In his book “Jesus and the Bicameral Brain” Dr. James Danaher talks about how the human brain is divided into 2 parts – (1) the Left Brain and (2) the Right Brain. The Left Brain, he says, is the more analytical part of our brains that focuses on knowledge and facts and figures and having all the right answers. The Right Brain, however, is able to move beyond the facts and figures and holds space for ambiguity and not knowing - it’s where our imagination lives, the part of us that can transcend language and see beyond the black and white words on the page.

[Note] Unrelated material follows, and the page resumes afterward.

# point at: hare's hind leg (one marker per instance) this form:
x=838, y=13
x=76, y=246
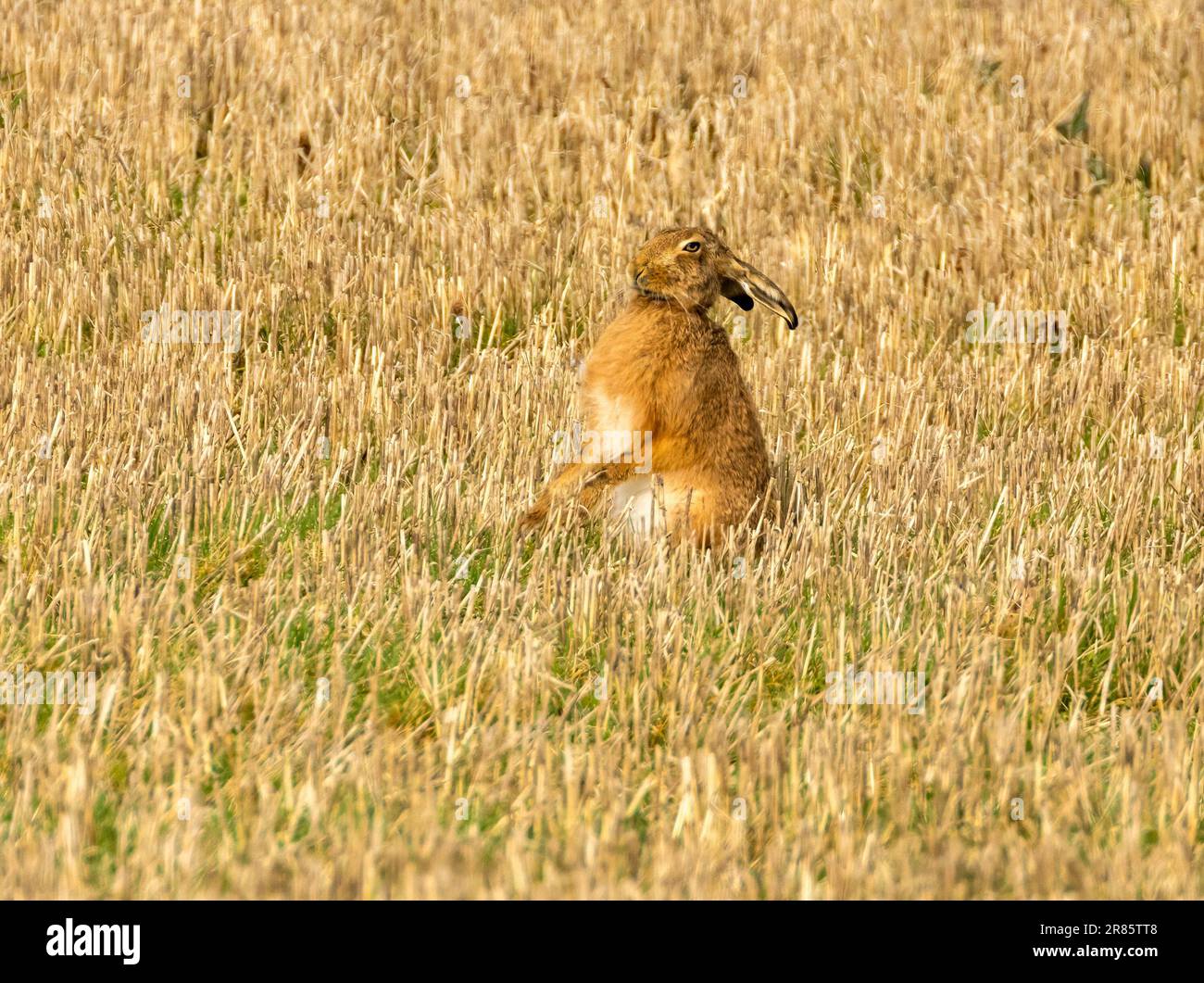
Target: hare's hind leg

The Gospel that I and many of us were handed is a Left Brained Gospel, right? It’s all about facts, figures, and right answers. It’s all about the black and white stuff on the page, finding and holding on to absolute truth, and being 100000000% certain about what you believe and why you believe it. It’s about standing strong, defending the truth, and proving people wrong who disagree or think differently.
BUT.
Is that the Gospel of Jesus? This is a big question we need to wrestle with. Yeah, I know the murky waters we get into when we read Paul and the other letters attributed to him. And I know all about Revelation and the Old Testament’s many calls to “believe”, as well.
I know.
I know.
I know.
BUT, when we look at the person of Jesus and the things he taught … did he present to us a Left Brained Gospel?
I posed this question on a Facebook post one time and got absolutely lit up and obliterated in the comment section because apparently, someone told me, I never read the Gospel of John which uses the word “believe” a total of 49 times.

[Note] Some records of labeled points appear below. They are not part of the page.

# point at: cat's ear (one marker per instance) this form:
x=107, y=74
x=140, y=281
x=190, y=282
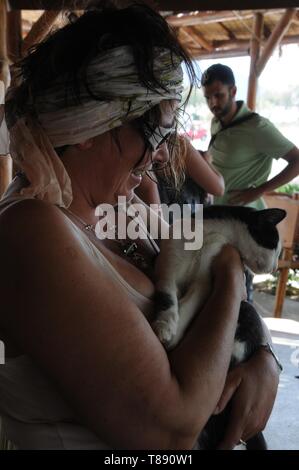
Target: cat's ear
x=274, y=216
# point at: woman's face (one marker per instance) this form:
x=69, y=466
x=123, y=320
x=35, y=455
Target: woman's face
x=120, y=168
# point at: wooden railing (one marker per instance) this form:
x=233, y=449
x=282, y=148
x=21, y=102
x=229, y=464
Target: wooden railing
x=289, y=233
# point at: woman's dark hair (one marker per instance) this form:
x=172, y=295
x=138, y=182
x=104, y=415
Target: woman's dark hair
x=219, y=72
x=66, y=54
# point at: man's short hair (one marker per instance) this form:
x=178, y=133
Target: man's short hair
x=222, y=73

Here is one of those many references …
“For God so loved the world that he sent his one and only Son so that whoever BELIEVES in him might not perish, but have eternal life.” - John 3:16
On the surface it seems like my theory is blown to pieces, right? Because in this verse we even see Jesus himself calling people to “believe in him”. I thought so too, but then I came across a book written by Doug Pagitt called “Outdoing Jesus” where he points out that in the Gospel of John when the writer uses the word “believe” he always (every single time) uses the VERB as opposed to the NOUN.

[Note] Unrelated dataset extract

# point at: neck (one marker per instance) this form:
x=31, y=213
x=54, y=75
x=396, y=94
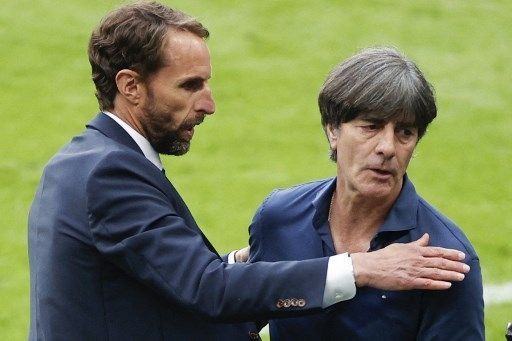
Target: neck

In Greek, Doug says, there are TWO words for “believe” – one is a NOUN describing the Left Brained activity of mentally agreeing with or adhering to a particular idea and the other is a VERB, which is more action oriented. In other words, whereas the NOUN is about believing something with your mind, the VERB is about BEING a certain way in the world.
The NOUN is about what to BELIEVE.
The VERB is about how to BE.
And so when the writer of John has Jesus saying, for example, in John 3:16 that “whoever believes in him will not perish” … he’s not talking about mentally adhering to a certain theology or doctrine about salvation and the cross in order to escape hell; instead, he’s talking about living your life in such a way that the teachings of Jesus impact the way you are BEING in the world so that the world around you and the lives around you grow and evolve instead of perish and devolve.
That gives us a very different picture of the teachings of Jesus, right? And therefore, I think, the Gospel, the cross, salvation, and all the things. Because perhaps, then, the Gospel isn’t really an invitation to sign on to a particular set of beliefs so that we can gain entrance into heaven and escape the fires of hell, but maybe it’s more of an invitation to live our lives in a certain way so that we can co-create with God in making this world and this life more like heaven and less like hell.
Maybe the death of Jesus, then, wasn’t so much to take our place on the cross or to take the punishment that you and I deserve, but maybe his death along with the beating he took was meant to serve as a strong reminder of who we are and how our Creator has intended for us to live our lives and respond to our enemies, to adversity, and to the horrors of this life.”